晴の身体中に広がる見るも無残な傷の数々は、既に所々が塞がり、急速に癒え始めていた。

正気を取り戻した山田ミサは大量の血を吐いて、咳き込みながら泣き叫んでいた。


「ごめんなさい、ごめんなさい」


「ほら、見てごらん(たつみ)くん、こんなに弱い者が、勝ち残れるのかね元来修羅のこの世界で、我々が力を与えてやらねば、吸血鬼は人間に虐げられても抗うことも出来ないのさ」

田沢は苛立ちながら、腕を捉えた晴の手ふり解いた。

「抗う必要なんかない」

晴は田沢を睨みつけた。


「抗わなきゃ……だから“歴史をもっと学べ”って言ってんだよ、君も私の授業なんてまるで聴いてないだろう、人間はいつの時代も排他的なんだ、異教徒や異民族を直ぐに見下して虐げるんだ、虐げられた者は抗い自由を勝ち取って来た、もっとちゃんと歴史を感じろ、こんな仮初めの平和のために犠牲になった多く人々の痛みを」

田沢は、自らの胸を打ち鳴らし、大きな身振り手振りで弁舌した。


「道具にした彼女の痛みをアンタは感じてんのか、ただ個人的な恨みを大義にすり替えてるだけだろうが」


晴は素早く田沢の腹部へ一発拳を捻込んだ。その体はまるで爆風を受けた布の切れ端のように飛ばされて、数メートル先の大木の枝に引っかかって静止した。



「何が悪い、」

と言って田沢は、割れてしまったメガネを左手で投げ捨てた。

「結果良ければ全て許されるってのが大人の理屈なんだよ……バカなガキめ、全く不愉快な奴だね巽晴……」

田沢は、木の上で気が狂ったように笑っていた。そして右手に握り締めていた注射器の針を自分の首へ刺した。

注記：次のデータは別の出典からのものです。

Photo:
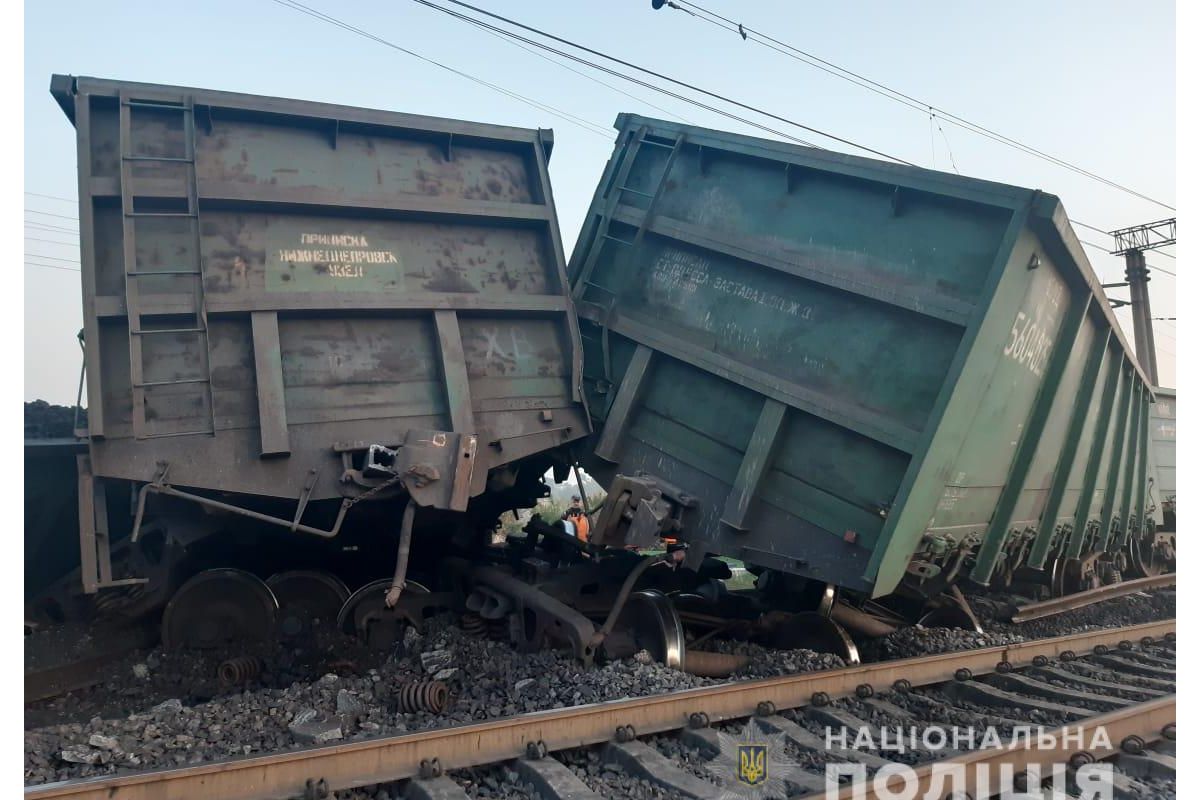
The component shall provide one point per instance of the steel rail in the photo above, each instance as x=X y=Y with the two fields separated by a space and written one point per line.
x=1080 y=599
x=389 y=758
x=1145 y=720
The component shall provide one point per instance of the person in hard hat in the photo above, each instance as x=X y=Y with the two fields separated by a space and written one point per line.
x=579 y=519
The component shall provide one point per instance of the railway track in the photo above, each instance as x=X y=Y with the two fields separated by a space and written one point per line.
x=1119 y=679
x=1044 y=608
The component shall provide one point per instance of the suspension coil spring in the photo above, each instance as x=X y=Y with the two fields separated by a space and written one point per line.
x=424 y=696
x=473 y=624
x=239 y=671
x=498 y=629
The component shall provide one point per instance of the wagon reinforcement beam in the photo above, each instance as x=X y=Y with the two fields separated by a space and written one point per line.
x=389 y=758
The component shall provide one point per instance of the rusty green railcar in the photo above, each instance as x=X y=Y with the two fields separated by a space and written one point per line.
x=857 y=372
x=292 y=306
x=1162 y=457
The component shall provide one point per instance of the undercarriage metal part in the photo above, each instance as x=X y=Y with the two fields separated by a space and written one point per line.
x=220 y=607
x=811 y=631
x=648 y=621
x=540 y=618
x=473 y=624
x=366 y=615
x=1152 y=553
x=859 y=620
x=306 y=596
x=952 y=609
x=639 y=511
x=239 y=671
x=429 y=696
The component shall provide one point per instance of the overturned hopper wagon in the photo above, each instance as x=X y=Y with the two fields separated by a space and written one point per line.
x=295 y=312
x=1162 y=457
x=856 y=373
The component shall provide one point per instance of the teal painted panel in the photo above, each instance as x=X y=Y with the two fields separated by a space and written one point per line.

「俺だって覚醒すれば、君ぐらいの能力は……」それだけ言って、田沢は木に引っかかったまま気絶した。


田沢が動かなくなったのを見て、

晴は、紋のもとへ駆け寄った。


「大丈夫だ、まだ生きてる」

晴は力一杯、紋の体を抱きしめた。

「痛い……」

紋が薄目を開けて呟いた。

「ああ、ごめん、」

晴の目から涙が溢れた。

「ハル、大丈夫、血出てる」


「ああ、こんなのツバつけときゃ治る、それより、ありがとうモン、助けに来てくれて」


紋は静かに微笑んでまた目を閉じた。


「モン?」

晴の手から伝わる紋の鼓動が、だんだんと弱くなっていた。


晴は再び紋を抱きしめた。

“モン、死ぬな”


「ルールルルル、お嬢様、」

繁田が、キツネを呼ぶような声を挙げながら茂みの中から顔を現した。


「繁田さんこっち」

と手を挙げて呼んだ晴の姿を見て、繁田は目を剥いた。


全身血みどろの男が、泥にまみれたもんを抱き上げている。

わりとゾンビ映画好きの繁田は、“こんなワンシーン何かの映画であった”と思ったが、俄かには思い出せなかった。

とは言え、これは現実の光景だ。


「おい、お嬢様から、手を離せ」

繁田は傘の先端を晴の目前へ突き立てて、さっき転んで打った足を引きずりながら、ゆっくりと紋へ近寄った。


「お嬢様、」

繁田の声に、紋は反応を示さない。


「心音が微弱だ、繁田さんすぐモンを病院へ、」

と言う晴の声を遮って、繁田は叫んだ。

「分かってる、お嬢様のことは私が一番分かっています、お小さい頃からずっとお世話させて頂いております、」

繁田は、晴へ傘を向けたまま、紋の体を抱き上げると、一目散に逃げ去った。


晴はふらふらと立ち上がって、血に染まった地表を見下ろした。


ふと、山田ミサの方を向くと、彼女を取り囲むように背広姿の男が二人立っていた。


男の1人が、腰から銃を引き抜いて、

山田ミサの額へ銃口を当てていた。


「や、やめろー」

晴は叫んびながらその男の背中へ飛びかかった。

しかし、目に見えない透明な壁に弾き飛ばされて男へ近づくことすら叶わなかった。

まもなく仙川の川沿いに銃声が鳴り響いた。

男は山田ミサの心臓辺りにもう一発銃弾を撃ち込んでから、地面へ力なく屈み込む晴の方へと歩いて来た。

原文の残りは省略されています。